The Neil Haley Show — Jessica Sanchez, Chip Littlejohn (Aveni Health), Paul Hollis, “A King Like Me” Filmmakers, Joanne Kaminsky & Shawn Welsh
Description
The Neil Haley Show — Jessica Sanchez, Chip Littlejohn (Aveni Health), Paul Hollis, “A King Like Me” Filmmakers, Joanne Kaminsky & Shawn Welsh
Jessica Sanchez opened the show on a high note—fresh off winning America’s Got Talent Season 20 and, yes, nine months pregnant. She talked about the disbelief of hearing Terry say her name, the grind of performing while navigating late-term pregnancy, and the wave of gratitude she has for fans who voted. Immediate next steps? Welcome a baby, then hit the music hard—same determination, bigger purpose. Message of the day: twenty years of persistence pays off; don’t quit just because the road’s long.
Next, Chip Littlejohn (Aveni Health) put the spotlight on “the adventure machine”—your body. His thesis is blunt: a clean body runs better and fixes itself. He walked through heavy-metal burden (mercury, lead, arsenic, etc.), why those toxins displace the “good” metals in critical cellular processes, and how Aveni’s detox drops aim to pull “stumbling blocks” so your “building blocks” finally work. High performance folks, the very ill, and everyone in between—his take is the same: remove impediments first; everything else you’re doing suddenly pays full value.
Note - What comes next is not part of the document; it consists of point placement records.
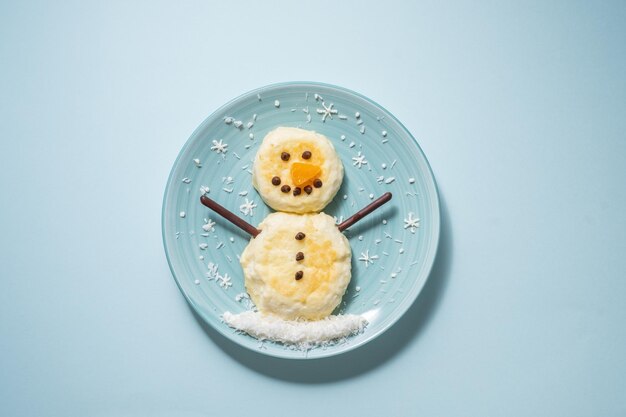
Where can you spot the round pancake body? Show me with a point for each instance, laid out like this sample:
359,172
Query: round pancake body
275,258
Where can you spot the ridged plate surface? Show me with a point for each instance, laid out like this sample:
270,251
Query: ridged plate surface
403,256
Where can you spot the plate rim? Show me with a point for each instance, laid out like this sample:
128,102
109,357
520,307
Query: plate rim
429,261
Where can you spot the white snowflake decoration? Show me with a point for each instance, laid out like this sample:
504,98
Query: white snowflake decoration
219,147
359,160
208,226
326,111
224,281
247,208
212,274
367,258
411,223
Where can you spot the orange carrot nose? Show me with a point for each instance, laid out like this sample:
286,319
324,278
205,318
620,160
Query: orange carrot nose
303,173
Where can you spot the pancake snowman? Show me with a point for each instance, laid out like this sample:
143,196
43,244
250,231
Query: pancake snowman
297,265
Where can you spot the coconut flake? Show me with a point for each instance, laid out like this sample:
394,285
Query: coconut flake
302,333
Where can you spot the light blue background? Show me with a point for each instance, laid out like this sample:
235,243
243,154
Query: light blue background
520,108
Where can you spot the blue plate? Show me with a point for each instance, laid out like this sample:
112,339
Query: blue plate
400,238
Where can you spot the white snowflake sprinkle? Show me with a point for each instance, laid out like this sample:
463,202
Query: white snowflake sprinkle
326,111
212,274
367,258
224,281
208,225
359,160
411,223
219,147
247,208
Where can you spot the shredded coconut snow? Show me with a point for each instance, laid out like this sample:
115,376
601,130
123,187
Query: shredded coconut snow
303,333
Author Paul Hollis (with host Frank Fiori) shared a practical masterclass for indie publishing: stop guessing your Amazon categories and keywords. He used AI to map true comps, then a tool like Publisher Rocket to validate categories, avoid “ghost” categories, and target realistic, high-probability keywords. Result: rankings moved from the low thousands into the 200–300 range. Bottom line—research competitors, pick winnable shelves, and let smart tooling guide the metadata. It’s not sexy; it works.
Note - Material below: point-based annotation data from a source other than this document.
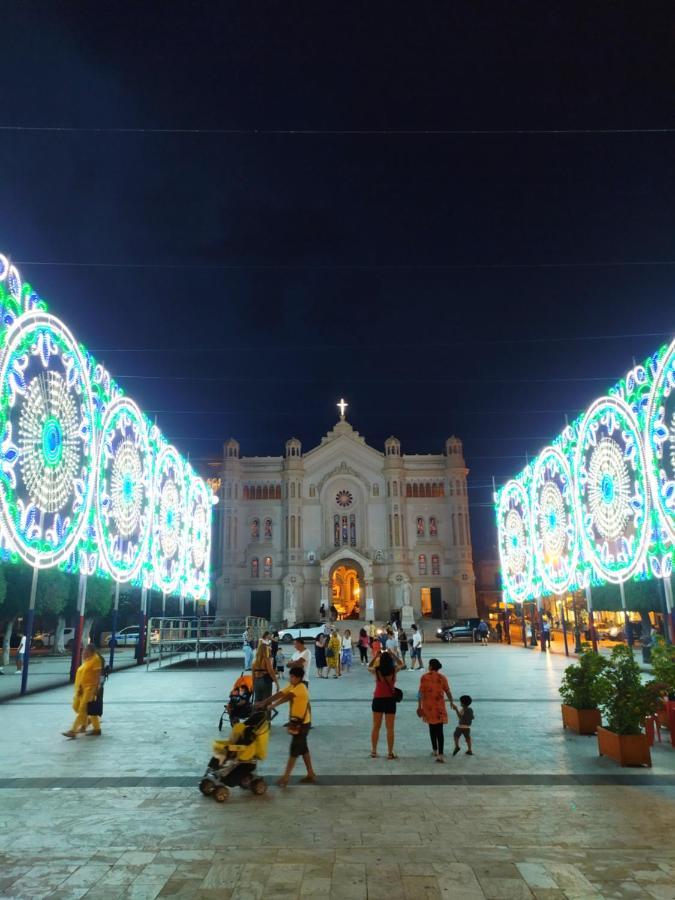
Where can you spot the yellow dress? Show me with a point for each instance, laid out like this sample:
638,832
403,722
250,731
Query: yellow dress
334,645
87,679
Filmmakers Fisher and Matthew discussed their Netflix documentary A King Like Me, a five-year journey into New Orleans’ culture, the Zulu Social Aid & Pleasure Club, and the deeper, often-missed history behind Mardi Gras. They emphasized resilience, multigenerational roots, and how real community beats tourist-postcard clichés. Katrina, COVID, and systemic barriers are part of the backdrop—but what shines is the living culture, the pride, and the people who carry it.
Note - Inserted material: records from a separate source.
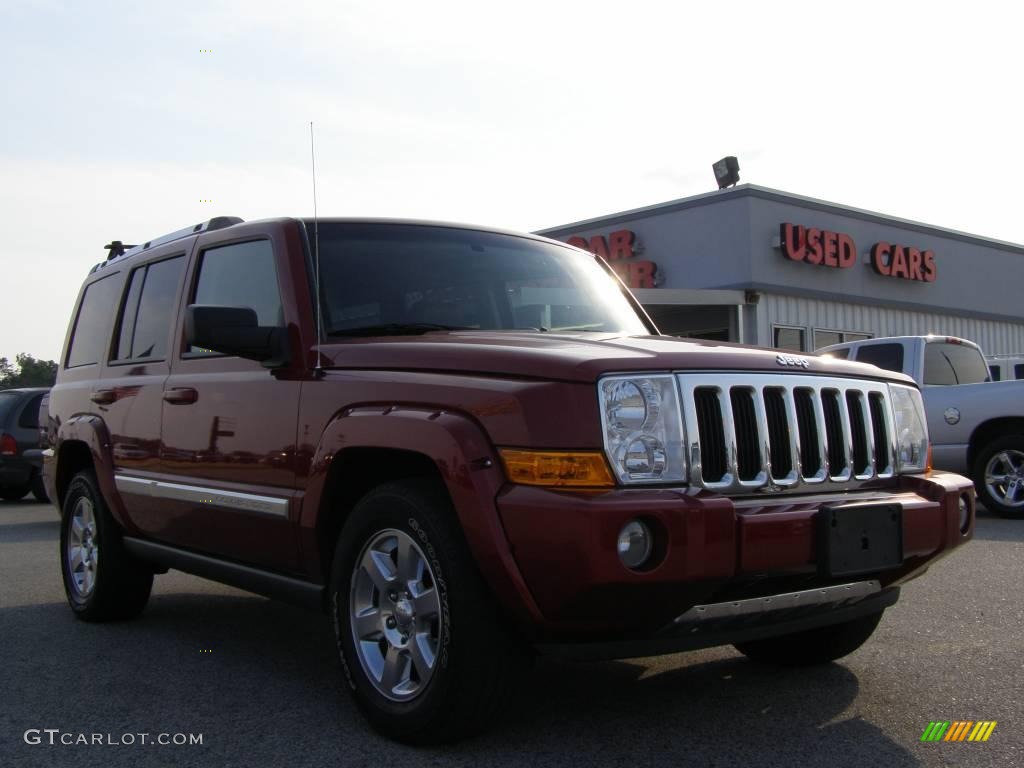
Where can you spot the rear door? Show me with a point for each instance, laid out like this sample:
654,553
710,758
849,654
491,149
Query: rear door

Rounding things out, Joanne Kaminsky showed tutors how to actually get clients in 2025: move from SEO to GEO (generative engine optimization), publish real answers to real questions, and build authority with case studies, testimonials, and useful videos—not spammy flyers. Finally, Shawn Welsh announced the plan to fold the veteran transition podcast into a 501(c)(3) foundation—aiming to capture over a million transition stories, build a video library, and raise an initial $25,000 to get the mission humming. Clear target. Real service. Let’s go.